You’re likely familiar with the brilliant display that colours the nighttime surroundings green while wearing a pair of night-vision goggles. The human eye is in charge of viewing objects in one colour. Light with wavelengths about 555 nanometers, which seem vivid green, is the most sensitive to us. As a result, under the green hue of night vision, we may detect leaves on a tree better than under other shades.
However, monochromatic technology is about to get a technicolour makeover.
Researchers at the University of California (UC) Irvine utilised machine learning to turn what they saw via a night vision scope or camera into a genuine rainbow of colours in a new study published in the journal PLOS One. This game-changing advancement can assist not only the military but also medical technology, healthcare, and even more specialised activities such as art restoration.
People can see in the visible light spectrum, which extends from around 400 nanometers (where the colour purple is located) to 700 nanometers (where we can see red). So when we’re in complete darkness with no light source around at a wavelength of 800 nanometers, it’s understandable that seeing is nearly difficult.
However, some technologies allow humans to view the scene as if they were looking through an infrared camera. However, “relying on visible light can destroy sensitive tissues like the eye or other fragile biological samples in a lab,” according to Dr Andrew Browne, the study’s lead author and an ophthalmologist and biomedical engineer at UC Irvine.

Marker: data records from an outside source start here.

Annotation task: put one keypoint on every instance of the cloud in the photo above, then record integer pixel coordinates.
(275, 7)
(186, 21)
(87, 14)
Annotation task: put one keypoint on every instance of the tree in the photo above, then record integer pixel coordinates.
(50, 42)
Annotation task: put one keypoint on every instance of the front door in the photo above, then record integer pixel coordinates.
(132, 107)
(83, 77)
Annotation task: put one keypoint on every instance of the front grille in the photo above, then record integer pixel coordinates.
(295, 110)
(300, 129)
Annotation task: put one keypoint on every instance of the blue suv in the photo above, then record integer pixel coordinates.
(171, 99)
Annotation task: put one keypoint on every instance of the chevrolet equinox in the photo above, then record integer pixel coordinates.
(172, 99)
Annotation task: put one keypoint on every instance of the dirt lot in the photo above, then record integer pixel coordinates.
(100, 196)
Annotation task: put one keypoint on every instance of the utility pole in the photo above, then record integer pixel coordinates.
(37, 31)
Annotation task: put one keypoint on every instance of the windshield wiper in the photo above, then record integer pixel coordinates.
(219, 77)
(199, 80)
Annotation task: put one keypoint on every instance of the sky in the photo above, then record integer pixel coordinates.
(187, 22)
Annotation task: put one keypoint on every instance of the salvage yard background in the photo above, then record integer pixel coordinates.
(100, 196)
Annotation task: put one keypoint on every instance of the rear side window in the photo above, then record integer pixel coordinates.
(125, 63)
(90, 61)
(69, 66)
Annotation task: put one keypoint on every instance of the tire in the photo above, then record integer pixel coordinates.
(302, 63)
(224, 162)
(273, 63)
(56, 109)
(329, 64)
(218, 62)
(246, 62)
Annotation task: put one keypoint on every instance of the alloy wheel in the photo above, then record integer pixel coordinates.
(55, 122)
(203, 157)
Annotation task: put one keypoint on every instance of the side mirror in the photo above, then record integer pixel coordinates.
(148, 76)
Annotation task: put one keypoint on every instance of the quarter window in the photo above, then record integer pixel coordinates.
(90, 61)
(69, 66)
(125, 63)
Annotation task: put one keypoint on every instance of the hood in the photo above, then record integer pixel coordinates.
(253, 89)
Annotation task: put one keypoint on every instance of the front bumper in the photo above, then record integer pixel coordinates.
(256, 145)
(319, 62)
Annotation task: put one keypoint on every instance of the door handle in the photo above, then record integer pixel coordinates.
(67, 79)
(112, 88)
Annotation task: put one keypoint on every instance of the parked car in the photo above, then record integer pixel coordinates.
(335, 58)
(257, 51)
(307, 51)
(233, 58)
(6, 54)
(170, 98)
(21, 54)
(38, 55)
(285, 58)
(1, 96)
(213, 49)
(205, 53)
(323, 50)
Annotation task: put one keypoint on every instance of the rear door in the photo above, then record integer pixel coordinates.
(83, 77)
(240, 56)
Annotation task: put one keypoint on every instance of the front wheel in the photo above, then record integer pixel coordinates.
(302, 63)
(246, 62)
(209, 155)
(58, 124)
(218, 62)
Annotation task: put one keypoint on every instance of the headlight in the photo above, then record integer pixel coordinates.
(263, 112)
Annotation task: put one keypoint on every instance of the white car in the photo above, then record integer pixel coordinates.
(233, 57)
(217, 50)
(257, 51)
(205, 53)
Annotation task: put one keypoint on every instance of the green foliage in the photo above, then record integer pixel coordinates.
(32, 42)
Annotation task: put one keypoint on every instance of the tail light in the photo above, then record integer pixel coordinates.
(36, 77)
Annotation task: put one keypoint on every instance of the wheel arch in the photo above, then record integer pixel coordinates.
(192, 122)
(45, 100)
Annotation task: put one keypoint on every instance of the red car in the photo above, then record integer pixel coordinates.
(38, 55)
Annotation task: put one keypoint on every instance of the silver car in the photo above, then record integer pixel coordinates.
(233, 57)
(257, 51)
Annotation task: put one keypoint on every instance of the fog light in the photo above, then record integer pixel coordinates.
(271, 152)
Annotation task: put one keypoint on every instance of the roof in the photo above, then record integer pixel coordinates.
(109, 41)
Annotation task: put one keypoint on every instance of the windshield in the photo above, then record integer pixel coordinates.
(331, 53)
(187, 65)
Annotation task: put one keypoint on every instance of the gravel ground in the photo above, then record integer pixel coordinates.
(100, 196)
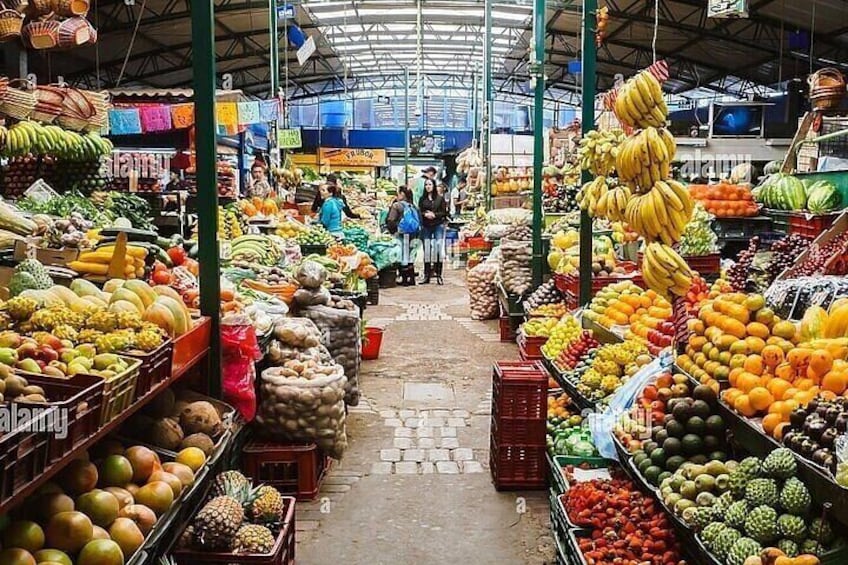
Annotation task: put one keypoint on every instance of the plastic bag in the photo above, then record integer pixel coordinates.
(342, 336)
(239, 351)
(305, 402)
(311, 275)
(601, 424)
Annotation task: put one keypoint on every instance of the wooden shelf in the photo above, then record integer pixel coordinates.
(53, 468)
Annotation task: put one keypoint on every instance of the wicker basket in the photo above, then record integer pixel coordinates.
(11, 23)
(71, 8)
(42, 34)
(74, 32)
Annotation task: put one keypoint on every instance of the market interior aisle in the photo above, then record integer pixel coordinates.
(414, 486)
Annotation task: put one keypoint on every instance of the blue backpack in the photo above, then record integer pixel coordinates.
(410, 223)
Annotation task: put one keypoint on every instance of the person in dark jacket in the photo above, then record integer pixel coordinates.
(434, 215)
(395, 215)
(333, 180)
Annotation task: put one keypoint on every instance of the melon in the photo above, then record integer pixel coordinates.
(83, 288)
(162, 316)
(182, 321)
(129, 296)
(113, 284)
(142, 290)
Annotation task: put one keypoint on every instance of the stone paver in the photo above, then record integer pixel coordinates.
(438, 455)
(447, 467)
(390, 455)
(406, 468)
(463, 454)
(382, 468)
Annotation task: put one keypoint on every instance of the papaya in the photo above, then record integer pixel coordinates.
(182, 323)
(161, 315)
(142, 289)
(83, 288)
(129, 296)
(113, 284)
(813, 323)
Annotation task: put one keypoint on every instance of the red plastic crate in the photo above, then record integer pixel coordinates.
(518, 467)
(295, 469)
(810, 225)
(155, 367)
(281, 554)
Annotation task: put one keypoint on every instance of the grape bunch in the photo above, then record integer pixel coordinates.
(819, 255)
(737, 275)
(784, 253)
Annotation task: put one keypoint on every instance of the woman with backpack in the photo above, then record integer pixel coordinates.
(434, 216)
(404, 222)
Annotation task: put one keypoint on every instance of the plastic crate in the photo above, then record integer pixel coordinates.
(281, 554)
(23, 457)
(80, 397)
(518, 467)
(294, 469)
(155, 367)
(191, 346)
(119, 392)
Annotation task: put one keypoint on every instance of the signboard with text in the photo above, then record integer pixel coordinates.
(352, 157)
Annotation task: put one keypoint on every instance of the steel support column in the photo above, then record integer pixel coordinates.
(538, 72)
(588, 75)
(203, 46)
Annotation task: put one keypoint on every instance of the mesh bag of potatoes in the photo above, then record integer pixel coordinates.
(304, 401)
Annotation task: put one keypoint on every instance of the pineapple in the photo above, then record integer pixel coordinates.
(268, 505)
(102, 321)
(21, 308)
(234, 478)
(253, 539)
(218, 521)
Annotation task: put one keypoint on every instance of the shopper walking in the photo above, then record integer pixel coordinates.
(332, 210)
(434, 214)
(404, 222)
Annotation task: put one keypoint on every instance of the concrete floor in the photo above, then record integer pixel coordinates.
(373, 511)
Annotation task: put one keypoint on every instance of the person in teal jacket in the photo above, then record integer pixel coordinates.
(332, 210)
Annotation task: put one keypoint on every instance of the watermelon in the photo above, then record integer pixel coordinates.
(823, 196)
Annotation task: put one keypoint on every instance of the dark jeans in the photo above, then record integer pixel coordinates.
(433, 239)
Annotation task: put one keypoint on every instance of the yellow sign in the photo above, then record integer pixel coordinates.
(352, 157)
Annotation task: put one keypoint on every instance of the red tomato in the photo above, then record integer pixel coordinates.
(177, 255)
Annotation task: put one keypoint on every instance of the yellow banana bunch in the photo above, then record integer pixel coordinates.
(640, 102)
(613, 204)
(662, 213)
(646, 158)
(665, 271)
(598, 151)
(591, 193)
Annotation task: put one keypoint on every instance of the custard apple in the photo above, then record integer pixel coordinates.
(736, 514)
(761, 492)
(724, 541)
(821, 530)
(792, 527)
(750, 468)
(795, 498)
(742, 550)
(789, 547)
(761, 524)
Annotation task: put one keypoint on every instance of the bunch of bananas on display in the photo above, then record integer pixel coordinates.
(661, 213)
(645, 158)
(640, 102)
(599, 149)
(32, 138)
(664, 269)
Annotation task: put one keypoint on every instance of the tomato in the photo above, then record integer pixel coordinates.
(161, 277)
(177, 255)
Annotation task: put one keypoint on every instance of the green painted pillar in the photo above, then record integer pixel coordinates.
(588, 70)
(538, 72)
(203, 48)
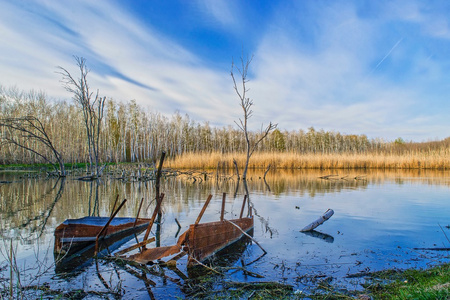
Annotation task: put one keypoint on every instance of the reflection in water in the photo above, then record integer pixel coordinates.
(378, 217)
(317, 234)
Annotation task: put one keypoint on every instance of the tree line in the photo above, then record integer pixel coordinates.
(132, 133)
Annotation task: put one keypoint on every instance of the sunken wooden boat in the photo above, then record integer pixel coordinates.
(199, 242)
(75, 234)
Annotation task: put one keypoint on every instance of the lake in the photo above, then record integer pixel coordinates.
(380, 217)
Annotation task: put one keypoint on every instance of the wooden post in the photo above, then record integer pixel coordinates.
(139, 210)
(243, 206)
(106, 225)
(223, 206)
(152, 220)
(114, 206)
(200, 215)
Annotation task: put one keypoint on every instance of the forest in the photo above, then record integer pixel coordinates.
(132, 133)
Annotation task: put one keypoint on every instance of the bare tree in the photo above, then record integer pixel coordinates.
(246, 105)
(92, 110)
(31, 129)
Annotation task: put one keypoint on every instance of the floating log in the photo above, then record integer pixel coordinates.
(319, 221)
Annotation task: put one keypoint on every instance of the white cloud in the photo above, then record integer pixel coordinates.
(335, 80)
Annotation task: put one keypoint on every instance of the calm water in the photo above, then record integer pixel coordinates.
(379, 218)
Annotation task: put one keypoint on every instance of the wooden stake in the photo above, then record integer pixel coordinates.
(223, 206)
(203, 210)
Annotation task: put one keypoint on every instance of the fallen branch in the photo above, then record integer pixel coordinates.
(319, 221)
(246, 234)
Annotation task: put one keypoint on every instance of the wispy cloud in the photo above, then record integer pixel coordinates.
(339, 67)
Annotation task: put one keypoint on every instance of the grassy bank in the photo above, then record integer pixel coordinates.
(439, 160)
(432, 283)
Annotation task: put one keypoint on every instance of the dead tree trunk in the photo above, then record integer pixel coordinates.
(30, 128)
(92, 111)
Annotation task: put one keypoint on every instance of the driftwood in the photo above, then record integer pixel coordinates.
(319, 221)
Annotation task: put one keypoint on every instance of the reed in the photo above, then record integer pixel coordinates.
(436, 159)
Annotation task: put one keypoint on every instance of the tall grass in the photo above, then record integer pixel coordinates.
(436, 159)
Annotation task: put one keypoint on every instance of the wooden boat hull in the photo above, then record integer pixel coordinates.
(200, 241)
(75, 234)
(206, 239)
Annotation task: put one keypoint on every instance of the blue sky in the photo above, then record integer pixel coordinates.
(380, 68)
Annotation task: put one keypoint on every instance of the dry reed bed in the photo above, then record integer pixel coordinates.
(439, 159)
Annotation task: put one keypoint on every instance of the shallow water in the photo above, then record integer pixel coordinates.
(379, 218)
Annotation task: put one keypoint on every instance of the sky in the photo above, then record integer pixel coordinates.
(379, 68)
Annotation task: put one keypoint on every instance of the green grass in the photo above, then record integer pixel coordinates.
(432, 283)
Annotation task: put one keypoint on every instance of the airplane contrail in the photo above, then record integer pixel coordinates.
(386, 56)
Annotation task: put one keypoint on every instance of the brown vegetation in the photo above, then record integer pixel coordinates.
(408, 159)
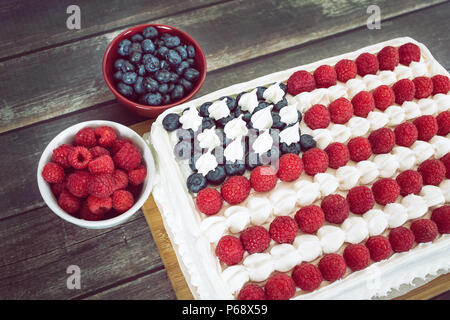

Scientists have used machine learning to help them see in the dark in the past few years. Browne and his colleagues also focused on a new field, delivering colour information to neural networks (computer programs that operate like artificial brains) based on hundreds of printed images.
“The way neural networks are trained is just like if I gave you 100 pictures of a person’s face and I circle the nose in every single one of those pictures, then the neural network would learn to recognize labelled objects,” Browne explained.
“What we did with [our] neural network is we gave it hundreds of pictures containing data on the visible and infrared spectrum.”
The UC researchers predicted the visible spectrum image using infrared photos of three different wavelengths and deep learning. The neural networks were requested to recreate the images’ colour, which was now obtained by a night vision camera, using this new learning, and the results weren’t that bad.
“There is some variability because you can put them side-by-side and see some differences here and there,” said Browne. “But they’re basically indistinguishable like you wouldn’t even know you were looking at a predicted image.”
While this proof-of-concept is an excellent first step toward improving night vision, Browne pointed out that the neural network’s predictions are limited to the data in its storehouse. However, the researchers are focusing on adding more training data sets and enhancing the computer hardware of the neural networks so that they can gather and retain more data.
This piece of technology would be appealing to the military. Still, it could also be helpful in eye surgery, where night vision could be used to protect sensitive retinal tissue from light damage. It might also be beneficial in art restoration, as visible light can be harmful to the piece.
“Artificial neural networks are something that is going to support a host of different scientific application endeavours. And it’s why they’re a very powerful tool in the context of medical care, they can enhance a clinician’s ability to function,” said Browne.
“In the context of new technologies, they can enhance the performance of that technology to perform a specific task.”